Whose Truth Gets Optimized? AI and the New Epistemic Order

Whose Truth Gets Optimized? AI and the New Epistemic Order

This is an edited version of my keynote talk delivered at the IV. International Communication, Digitalization and Society Symposium (ICDS), Istanbul Aydın University, April 28, 2026.


The theme of this year’s ICDS symposium — Truth in an Optimized Society: From Democracy to Infocracy — is a genuinely productive one. The concept of infocracy captures something real: a condition in which the management and optimization of information has begun to displace the deliberative logic that democracy depends on. I want to accept that framing and then immediately complicate it. Because the question the field has not yet sufficiently asked is: whose democracy, and whose infocracy?

The “optimized society” presupposes a universal subject being optimized. That subject does not exist. What exists are specific knowledge systems, specific languages, specific histories — some of which get encoded into AI as default reality, and some of which get left out entirely. The shift from democracy to infocracy is not a shift that affects everyone in the same way, from the same starting position. It is a shift that happens on top of — and through — existing structures of epistemic inequality.

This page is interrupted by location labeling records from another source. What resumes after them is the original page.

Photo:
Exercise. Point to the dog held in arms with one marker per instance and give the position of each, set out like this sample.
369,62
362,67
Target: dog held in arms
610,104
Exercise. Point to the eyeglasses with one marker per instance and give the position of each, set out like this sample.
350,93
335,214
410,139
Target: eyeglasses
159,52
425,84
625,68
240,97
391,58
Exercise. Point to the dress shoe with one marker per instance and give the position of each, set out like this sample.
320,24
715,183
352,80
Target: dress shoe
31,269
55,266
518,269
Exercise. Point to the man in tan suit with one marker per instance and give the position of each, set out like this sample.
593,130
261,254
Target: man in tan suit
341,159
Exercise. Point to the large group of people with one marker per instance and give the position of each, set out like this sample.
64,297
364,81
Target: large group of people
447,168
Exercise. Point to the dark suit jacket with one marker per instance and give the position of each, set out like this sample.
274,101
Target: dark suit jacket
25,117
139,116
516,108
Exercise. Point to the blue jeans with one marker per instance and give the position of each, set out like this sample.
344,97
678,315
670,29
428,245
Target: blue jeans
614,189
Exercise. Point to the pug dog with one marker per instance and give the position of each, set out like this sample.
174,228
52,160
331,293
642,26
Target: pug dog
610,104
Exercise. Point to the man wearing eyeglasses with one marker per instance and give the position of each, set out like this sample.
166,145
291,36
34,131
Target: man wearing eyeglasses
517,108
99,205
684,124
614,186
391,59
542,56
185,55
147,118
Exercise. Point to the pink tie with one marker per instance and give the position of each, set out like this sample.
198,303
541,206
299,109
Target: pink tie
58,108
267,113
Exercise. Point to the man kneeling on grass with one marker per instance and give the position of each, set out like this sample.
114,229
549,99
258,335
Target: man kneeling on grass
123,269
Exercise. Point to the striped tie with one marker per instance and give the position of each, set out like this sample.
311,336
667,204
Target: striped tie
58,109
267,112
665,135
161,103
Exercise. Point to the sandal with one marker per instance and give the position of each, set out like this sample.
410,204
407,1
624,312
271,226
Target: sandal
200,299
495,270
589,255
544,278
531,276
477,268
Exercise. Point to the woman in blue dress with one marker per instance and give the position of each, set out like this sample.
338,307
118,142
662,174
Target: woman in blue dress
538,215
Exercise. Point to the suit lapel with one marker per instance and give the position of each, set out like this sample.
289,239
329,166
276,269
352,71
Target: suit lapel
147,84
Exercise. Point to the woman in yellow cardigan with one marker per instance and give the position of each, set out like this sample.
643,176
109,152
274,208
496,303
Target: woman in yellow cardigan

That is what I want to explore here.


Optimization Is Never Neutral

When we say that AI “optimizes” for truth, or for relevance, or for quality, we need to ask: optimizes according to what training data, what linguistic corpus, what cultural assumptions about what counts as a credible source?

I want to introduce the term epistemic colonialism here — not as a metaphor, but as a structural description. The global AI stack was built on a massively skewed corpus: English-dominant, Western-institutional, shaped by particular notions of expertise, evidence, and epistemic authority. When that stack becomes the infrastructure of infocracy, it doesn’t simply distribute information unevenly. It distributes reality unevenly.

This is importantly different from what we usually call algorithmic bias. Bias implies an accidental deviation from a neutral norm. But there is no neutral norm. Every AI system encodes an epistemology as its baseline — a set of assumptions about what kinds of knowledge count, whose voices carry weight, which events deserve documentation, which languages contain enough data to be taken seriously. The question is not whether a given system is biased relative to some neutral standard. The question is: whose epistemology is the baseline, and how did it get there?


The Algorithmic Canon

I find it useful to think about this in terms of what I am calling the algorithmic canon. Literary canons determine which texts count as authoritative cultural knowledge — which works are studied, cited, preserved, and treated as the standard against which other works are measured. AI training corpora function in an analogous way, but at a scale and with a reach that no previous canon has approached. They constitute a new kind of canon: largely invisible, presented as a technical artifact rather than a political one, and far more consequential than any literary or scholarly canon because it shapes the outputs of systems that billions of people use to understand the world.

Three cases help clarify what the algorithmic canon looks like in practice.

The first is Te Hiku Media, the Māori language organization in Aotearoa New Zealand that made the deliberate decision not to donate their language data to large AI systems. This was not a failure of engagement with technology — it was a sophisticated act of epistemic sovereignty. The community understood that contributing their language to an AI training corpus would mean ceding control over how that language, and the knowledge embedded in it, would be represented and retrieved. Canonization, in this sense, means loss of control over meaning.

The second is Google Translate, and the well-documented gender and cultural biases that have shaped its outputs. These are not bugs to be patched. They are the logical output of a corpus that reflects existing social hierarchies. When a translation system defaults to masculine pronouns for doctors and feminine pronouns for nurses, it is not malfunctioning — it is faithfully reproducing the epistemic assumptions of its training data. The “neutral” tool replicates the canon’s hierarchies.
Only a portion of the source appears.